Kraft und Fülle. Diese beiden Attribute standen lange exemplarisch für die äußerst erfolgreichen Rotweine der spanischen Boom-Region Ribera del Duero. In den vergangenen Jahren entdeckten immer mehr Produzenten die Frische für sich – inspiriert von legendären Bodegas wie Vega Sicilia, Pingus oder Dominio de Es.

Als der heute legendäre Weinmacher Peter Sisseck vor fast 35 Jahren in Ribera del Duero ankam, existierten dort etwa 70 Bodegas, die knapp 9.000 Hektar Reben bewirtschafteten. Seitdem ist die Region förmlich explodiert. Sie umfasst heute 26.123 Hektar Rebfläche und über 308 Bodegas. Geschuldet ist dieser Boom dem immensen Erfolg der kräftigen, konzentrierten Tinto-Fino-Weine, die hier seit Beginn der 1990er produziert werden. Ein Stil, der über Dekaden hinweg viele Weingenießer begeisterte, heute aber etwas aus der Zeit gefallen scheint.

Die besten Weine aus Ribera del Duero waren nie so gut wie heute.
– Peter Sisseck, Dominio de Pingus

Seit 2010 etwa findet in Ribera del Duero ein Paradigmenwechsel statt: Die Weine der Spitzenproduzenten werden immer eleganter und frischer, das Terroir rückt in den Fokus.

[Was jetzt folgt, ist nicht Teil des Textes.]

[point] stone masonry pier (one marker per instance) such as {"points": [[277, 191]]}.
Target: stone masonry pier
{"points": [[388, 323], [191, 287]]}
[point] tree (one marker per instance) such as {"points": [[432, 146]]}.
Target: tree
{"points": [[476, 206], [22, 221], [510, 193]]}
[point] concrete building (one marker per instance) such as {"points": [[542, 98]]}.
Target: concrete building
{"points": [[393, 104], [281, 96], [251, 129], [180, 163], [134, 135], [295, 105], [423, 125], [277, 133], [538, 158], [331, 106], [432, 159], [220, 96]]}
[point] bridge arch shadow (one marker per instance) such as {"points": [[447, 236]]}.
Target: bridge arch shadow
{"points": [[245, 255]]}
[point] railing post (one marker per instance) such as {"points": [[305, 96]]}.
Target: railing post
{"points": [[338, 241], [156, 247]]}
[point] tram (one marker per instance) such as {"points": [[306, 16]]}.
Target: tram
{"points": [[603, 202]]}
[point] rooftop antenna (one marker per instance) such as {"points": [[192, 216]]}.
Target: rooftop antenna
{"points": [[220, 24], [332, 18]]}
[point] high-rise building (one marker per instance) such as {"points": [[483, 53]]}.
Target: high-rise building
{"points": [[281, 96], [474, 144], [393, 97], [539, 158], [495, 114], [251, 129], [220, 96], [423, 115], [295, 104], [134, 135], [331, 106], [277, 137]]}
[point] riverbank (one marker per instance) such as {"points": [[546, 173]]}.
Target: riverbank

Einer der Wegbereiter diesbezüglich ist der gebürtige Däne Peter Sisseck, der in der ersten Hälfte der 90er-Jahre zwei kleine Rebberge mit uralten Tinto-Fino­-Rebstöcken in der Region La Horra aufspürte und mit seinem eleganten, ausbalancierten Top-Wein Pingus eine Ikone schuf. Sisseck ist froh darüber, dass sich in der Region etwas tut, berichtet er im Gespräch mit Falstaff. Denn mittlerweile sei er selbst viel mehr an den Weinen aus Ribera interessiert als das früher der Fall war. »Die besten Weine aus Ribera del Duero waren nie so gut wie heute«, berichtet Sisseck. Das liegt seiner Ansicht nach unter anderem daran, dass die hiesigen Spitzenproduzenten heute ein besseres Gespür für den richtigen Erntezeitpunkt der Trauben an den Tag legen und im Keller sehr sorgfältig arbeiten, um nicht zu viele Inhaltsstoffe aus den Trauben zu extrahieren. Tinto Fino, wie die spanische Paraderebsorte Tempranillo in Ribera del Duero genannt wird, tendiert in der Region dazu, sehr mächtige, tanninlastige Weine hervorzubringen, wenn man die Schrauben in die falsche Richtung dreht. »Das ganze Geheimnis von Ribera ist die Qualität der Tannine«, erläutert Sisseck. 

Perspektivenwechsel

Zurückhaltung war in Ribera del Duero viele Jahre lang kein Thema. Auch nicht, als die Eltern von Noelia Callejo im Jahr 1989 die Bodega Felix Callejo gründeten. Die Weine wurden so gemacht, wie es zu jener Zeit in der Region üblich war: kleines Holzfass, amerikanische Eiche, hoher Toastinggrad. »Überholzt« bezeichnet Noelia Callejo diesen Stil heute. Meilenweit entfernt von dem, wie sie und ihr Bruder José Félix arbeiten. Seit rund zehn Jahren sind sie für die Weine des Familienweinguts verantwortlich.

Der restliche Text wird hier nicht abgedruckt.